The ministry’s order stated that TikTok and the other blocked Chinese apps are: “detrimental to India’s sovereignty and integrity, India’s defense, state security and public order”.

Former President Donald Trump, the leading public figure to denounce and attempt to curb the Chinese communist-led platform’s subjugation, sought to ban the app through an executive order in 2020, arguing that his goal was to protect national security and prevent Beijing from exploiting the app to collect user data or spread propaganda.

In June 2021, President Biden rescinded that order and replaced it with a process to examine whether apps controlled by a foreign adversary poses risks to U.S. national security or to Americans’ sensitive personal data.

Trump’s legal battle against TikTok

Former President Donald Trump, after repeatedly warning about the dangerousness of the social media TikTok, announced in August 2020 that, if necessary, he would ban the app in the United States, kicking off a major legal battle that continues to this day, NBC News reported.

“We are looking at TikTok.
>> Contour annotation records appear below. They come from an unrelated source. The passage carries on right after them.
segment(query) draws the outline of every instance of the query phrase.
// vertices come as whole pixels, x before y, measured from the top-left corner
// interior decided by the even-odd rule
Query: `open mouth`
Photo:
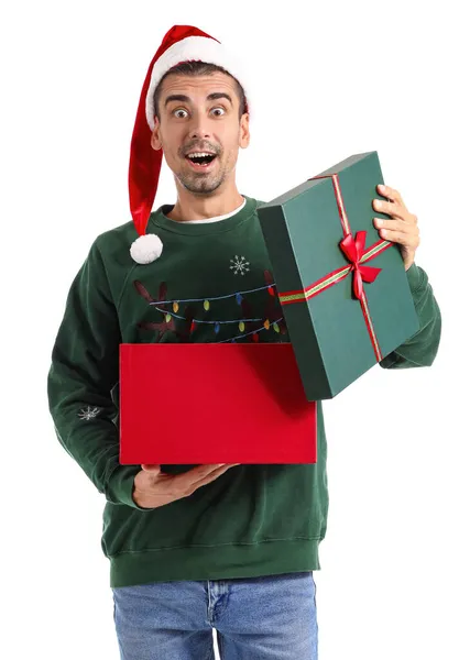
[[[217,158],[216,154],[206,154],[200,156],[186,156],[186,160],[194,169],[208,169],[214,161]]]

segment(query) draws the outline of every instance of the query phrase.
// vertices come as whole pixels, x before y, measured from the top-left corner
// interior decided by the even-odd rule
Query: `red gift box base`
[[[316,463],[289,343],[120,344],[120,463]]]

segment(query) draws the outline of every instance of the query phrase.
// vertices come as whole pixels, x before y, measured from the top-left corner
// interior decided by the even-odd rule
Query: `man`
[[[118,460],[121,342],[288,341],[256,216],[261,202],[236,186],[250,132],[243,76],[234,73],[206,33],[174,26],[164,37],[132,139],[133,223],[95,240],[52,355],[57,437],[107,498],[101,543],[123,660],[211,658],[212,628],[226,660],[317,658],[313,571],[320,569],[328,514],[320,403],[316,464]],[[151,212],[163,154],[177,201]],[[414,263],[417,220],[396,190],[380,191],[390,201],[374,208],[393,220],[379,229],[401,245],[420,324],[380,364],[430,365],[441,321],[427,275]],[[186,437],[181,399],[196,386],[177,382],[171,435]],[[203,432],[218,442],[205,420],[204,400]]]

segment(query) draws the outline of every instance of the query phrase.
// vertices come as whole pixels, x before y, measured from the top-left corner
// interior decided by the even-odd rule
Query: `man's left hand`
[[[379,185],[378,191],[391,201],[373,199],[373,208],[381,213],[387,213],[393,220],[374,218],[374,227],[380,230],[380,237],[385,241],[400,243],[405,271],[414,263],[414,255],[419,245],[417,217],[408,211],[401,194],[389,186]]]

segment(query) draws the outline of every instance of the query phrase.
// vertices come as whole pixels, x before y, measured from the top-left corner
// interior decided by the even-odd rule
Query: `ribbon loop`
[[[374,266],[363,266],[360,264],[363,252],[365,250],[367,232],[358,231],[356,239],[351,233],[348,233],[339,246],[352,264],[353,280],[352,288],[356,297],[361,300],[363,297],[363,282],[374,282],[378,275],[381,273],[381,268]]]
We may be banning TikTok. We may be doing other things as well,” Trump told reporters at the White House. “We’re looking at a lot of alternatives with respect to TikTok.”
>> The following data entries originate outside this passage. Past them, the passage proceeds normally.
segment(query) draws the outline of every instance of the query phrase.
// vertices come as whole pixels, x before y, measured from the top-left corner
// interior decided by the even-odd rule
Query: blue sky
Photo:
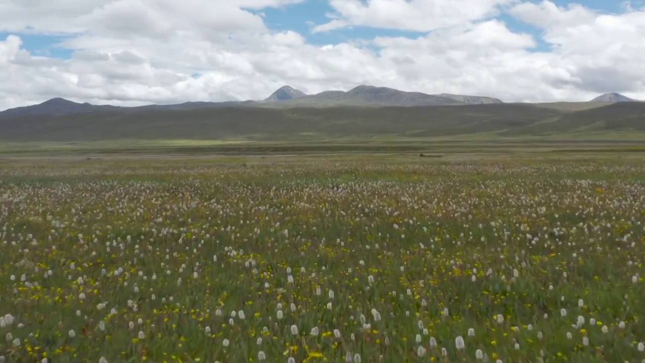
[[[534,1],[535,2],[535,1]],[[566,6],[572,3],[580,4],[585,7],[597,10],[603,13],[618,13],[623,10],[624,2],[614,0],[553,0],[558,6]],[[645,5],[645,0],[632,0],[634,7]],[[329,32],[313,33],[311,32],[312,24],[323,24],[329,21],[326,14],[332,13],[333,9],[327,1],[323,0],[307,0],[304,3],[281,8],[268,8],[254,11],[264,14],[266,25],[274,30],[292,30],[304,36],[312,44],[326,45],[370,39],[376,36],[406,36],[416,37],[424,33],[390,29],[374,28],[366,26],[352,26]],[[529,25],[518,21],[512,16],[502,14],[499,19],[503,20],[512,30],[532,34],[537,41],[535,51],[547,51],[550,45],[542,41],[540,30]],[[50,36],[29,33],[11,33],[18,35],[23,40],[23,47],[34,55],[45,56],[60,59],[68,59],[73,50],[62,48],[57,45],[64,39],[64,36]],[[0,32],[0,39],[6,38],[10,33]]]
[[[631,11],[623,0],[285,5],[293,2],[0,0],[0,109],[54,97],[123,105],[261,99],[284,85],[317,93],[369,84],[506,101],[611,92],[645,99],[645,0],[631,0]],[[257,8],[267,4],[283,5]],[[568,9],[574,4],[581,7]],[[425,36],[432,29],[441,31]]]

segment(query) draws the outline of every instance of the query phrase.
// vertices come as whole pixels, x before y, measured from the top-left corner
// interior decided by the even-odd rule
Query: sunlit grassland
[[[642,362],[645,166],[566,155],[0,162],[0,355]]]

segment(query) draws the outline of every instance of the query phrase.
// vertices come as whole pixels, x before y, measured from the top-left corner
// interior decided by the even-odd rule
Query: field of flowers
[[[645,362],[645,165],[0,167],[0,362]]]

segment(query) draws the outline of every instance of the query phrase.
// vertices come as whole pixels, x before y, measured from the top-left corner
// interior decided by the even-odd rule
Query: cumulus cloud
[[[334,19],[314,28],[328,31],[350,25],[428,32],[498,13],[513,0],[330,0]]]
[[[508,101],[586,100],[614,91],[645,99],[643,9],[330,0],[335,17],[322,27],[424,35],[319,45],[308,34],[273,30],[258,15],[298,2],[6,0],[0,31],[66,34],[60,46],[74,52],[68,59],[37,56],[19,36],[0,39],[0,109],[53,97],[126,105],[258,99],[284,84],[311,93],[371,84]],[[500,11],[537,32],[510,27],[494,16]]]

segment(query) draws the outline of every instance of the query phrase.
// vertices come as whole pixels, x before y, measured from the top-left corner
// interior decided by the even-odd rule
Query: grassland
[[[598,106],[598,107],[596,107]],[[589,109],[589,107],[591,107]],[[645,103],[489,104],[409,107],[214,107],[0,118],[4,143],[137,140],[318,142],[348,139],[644,140]],[[615,139],[615,138],[614,138]]]
[[[0,161],[0,355],[643,362],[616,152]]]

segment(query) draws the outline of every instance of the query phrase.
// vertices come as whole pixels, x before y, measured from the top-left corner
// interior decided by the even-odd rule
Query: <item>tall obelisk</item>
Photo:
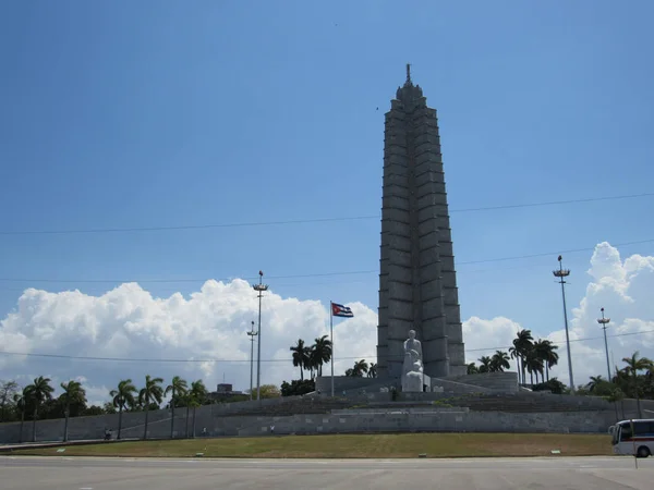
[[[425,375],[467,372],[438,121],[410,70],[384,138],[377,365],[398,380],[411,329]]]

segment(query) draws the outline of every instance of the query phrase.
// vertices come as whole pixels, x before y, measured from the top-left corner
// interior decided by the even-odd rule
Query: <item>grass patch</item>
[[[264,438],[185,439],[15,451],[16,455],[125,457],[473,457],[564,456],[611,454],[610,437],[603,434],[530,433],[398,433],[278,436]]]

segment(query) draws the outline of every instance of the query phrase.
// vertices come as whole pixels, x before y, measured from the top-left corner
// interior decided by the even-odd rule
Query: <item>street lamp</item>
[[[264,297],[264,291],[268,291],[268,285],[263,283],[264,272],[259,270],[259,282],[253,284],[252,287],[258,293],[259,298],[259,322],[258,322],[258,342],[256,347],[256,400],[261,400],[262,396],[262,297]]]
[[[608,381],[610,381],[610,363],[608,362],[608,342],[606,341],[606,328],[610,318],[604,318],[604,308],[602,308],[602,318],[597,319],[597,323],[602,326],[604,330],[604,348],[606,350],[606,372],[608,373]]]
[[[566,281],[564,278],[570,275],[569,269],[564,269],[562,261],[564,257],[559,255],[559,269],[553,271],[555,278],[560,279],[561,294],[564,296],[564,321],[566,322],[566,345],[568,348],[568,373],[570,376],[570,391],[574,393],[574,378],[572,378],[572,356],[570,354],[570,334],[568,333],[568,311],[566,308]]]
[[[252,320],[252,330],[247,332],[250,335],[250,400],[252,400],[252,379],[254,377],[254,338],[258,332],[254,330],[254,320]]]

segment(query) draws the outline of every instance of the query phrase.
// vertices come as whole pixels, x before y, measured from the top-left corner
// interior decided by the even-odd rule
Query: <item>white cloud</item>
[[[616,248],[602,243],[588,273],[585,296],[570,310],[571,339],[602,334],[596,318],[603,306],[611,318],[609,331],[630,334],[609,340],[616,362],[635,350],[653,356],[654,332],[631,333],[654,331],[654,257],[633,255],[621,260]],[[342,373],[355,358],[375,360],[377,314],[361,303],[349,306],[354,318],[335,319],[336,373]],[[210,280],[187,297],[175,293],[168,298],[153,297],[135,283],[122,284],[101,296],[28,289],[19,298],[15,310],[0,322],[0,350],[128,360],[1,355],[0,378],[25,383],[47,375],[58,387],[61,381],[83,377],[80,379],[84,380],[89,401],[95,403],[106,400],[120,379],[132,378],[138,385],[146,373],[166,381],[174,375],[189,380],[202,378],[210,389],[225,379],[235,389],[246,389],[251,345],[245,332],[256,320],[257,310],[250,284],[240,279],[228,283]],[[506,317],[475,316],[464,321],[468,362],[511,344],[523,326],[508,316],[510,311]],[[280,383],[296,378],[299,372],[291,364],[289,347],[298,339],[311,343],[329,334],[327,305],[282,298],[269,292],[263,301],[262,331],[262,358],[267,360],[262,364],[262,382]],[[565,332],[533,333],[559,343],[560,366],[553,376],[567,381]],[[601,339],[574,342],[572,354],[577,384],[591,375],[605,372]],[[327,373],[329,367],[326,369]]]
[[[342,373],[353,357],[375,354],[376,314],[360,303],[349,306],[355,317],[335,320],[336,373]],[[124,360],[5,355],[0,356],[0,378],[20,377],[27,383],[44,375],[55,387],[71,378],[82,379],[95,403],[106,400],[120,379],[132,378],[138,385],[146,373],[166,381],[174,375],[202,378],[209,389],[225,380],[244,390],[250,388],[251,348],[245,332],[257,313],[258,302],[250,284],[240,279],[207,281],[186,298],[179,293],[153,297],[134,283],[98,297],[80,291],[29,289],[0,322],[3,351]],[[328,315],[327,306],[317,301],[282,298],[274,292],[264,296],[262,359],[270,362],[262,364],[262,383],[278,384],[299,376],[289,348],[298,339],[312,343],[329,334]]]

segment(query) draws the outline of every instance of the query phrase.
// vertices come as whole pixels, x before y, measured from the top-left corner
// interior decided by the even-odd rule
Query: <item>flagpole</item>
[[[329,336],[331,341],[331,397],[334,397],[334,306],[329,299]]]

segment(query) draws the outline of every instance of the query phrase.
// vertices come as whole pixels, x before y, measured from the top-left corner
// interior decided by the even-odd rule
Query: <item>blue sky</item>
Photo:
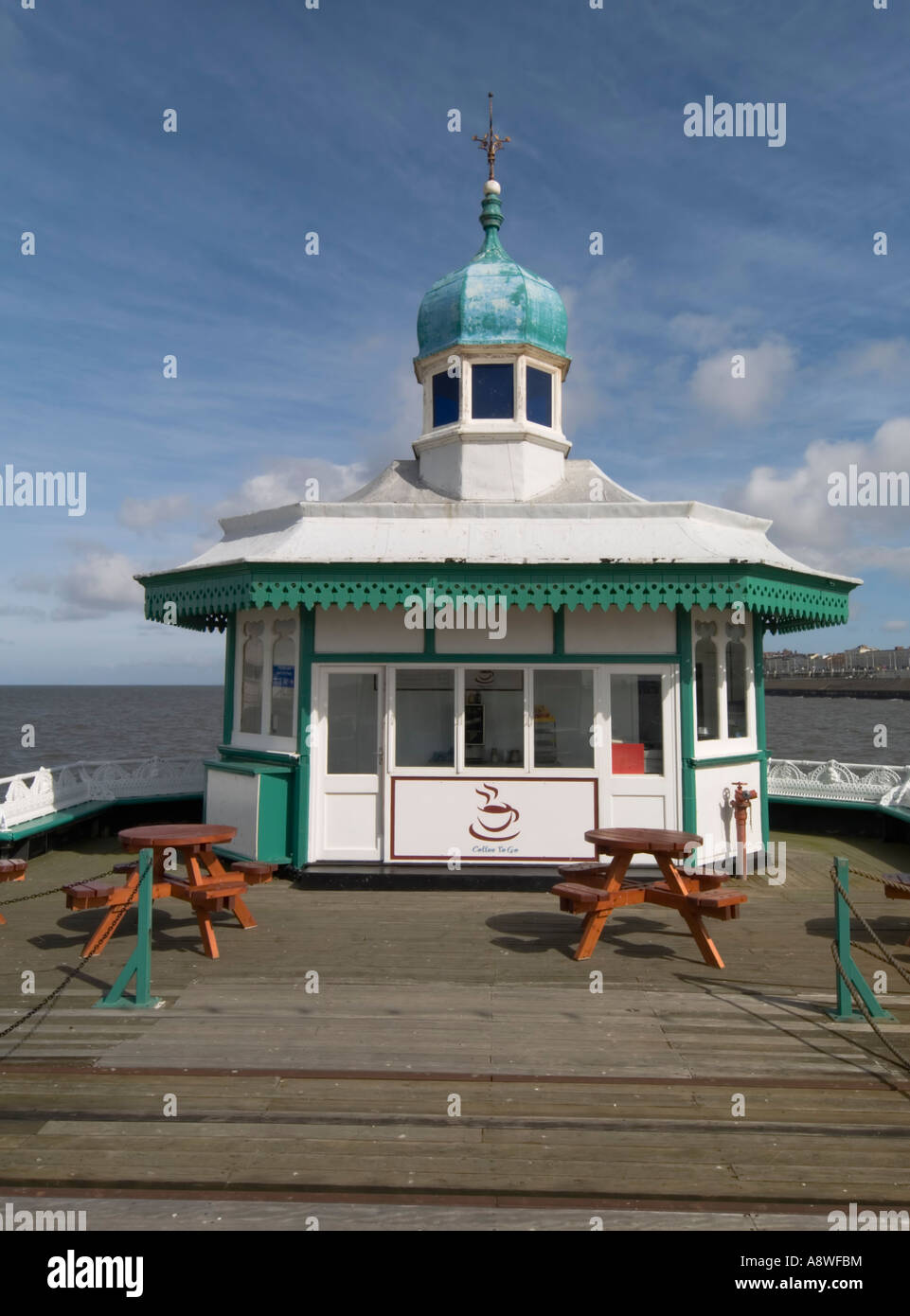
[[[902,0],[7,5],[0,475],[84,470],[88,508],[0,507],[0,680],[220,680],[132,574],[411,455],[487,89],[504,246],[569,309],[574,455],[867,580],[790,644],[910,644],[910,509],[827,504],[834,470],[910,467],[909,38]],[[784,101],[786,145],[686,138],[706,95]]]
The former president’s main argument for taking on the Chinese platform was that the CCP demands that it share user data with the regime, putting the cybersecurity of the government, U.S. businesses and citizens at constant risk.

A day later, President Trump signed an executive order through which he banned Tik Tok and WeChat business transactions after 45 days of the order being signed. The “prohibited transactions” included, for example, agreements allowing the app to be available in app stores and banning advertising on the platform.

In parallel Trump announced that he was giving any U.S. company until September 15, 2020, to buy TikTok or he would ban it. If a local company were to buy the platform, it would be much easier to control the operation of the platform and to bring it under the weight of the law in case of non-compliance with any U.S. regulations. At that time Walmart and Microsoft, among other firms, were presented as the main interested parties, but in the end an agreement was not reached and the sale did not become effective.

After the deadline passed and both TikTok and WeChat began to be banned in the United States, a Federal Court cancelled the ban stating that TikTok’s lawyers demonstrated that the Department of Commerce probably exceeded its authority in trying to ban the social media’s activity in local territory.

The legal battle continued and the Trump administration appealed the court’s ruling. 

But a few days later Democrat Joe Biden assumed the U.S. presidency and within months signed an executive order revoking former President Trump’s ban on the Chinese-owned apps TikTok and WeChat, arguing that his administration will conduct its own review of the apps linked to the Chinese regime.

Biden’s executive order was signed in the same week that TikTok updated its privacy policy for the United States, adding a section stating that the app will collect biometric information, including users’ “facial and voice prints.”

TikTok can now collect information about images and audio found in content posted by users, such as objects, landscapes, geographic location, images of faces, voices, features and body attributes. All this information, which determines the behavior and consumption behaviors of Americans, is extremely useful for certain sectors, which may be interested in doing a lot of damage to both the United States and the rest of the world.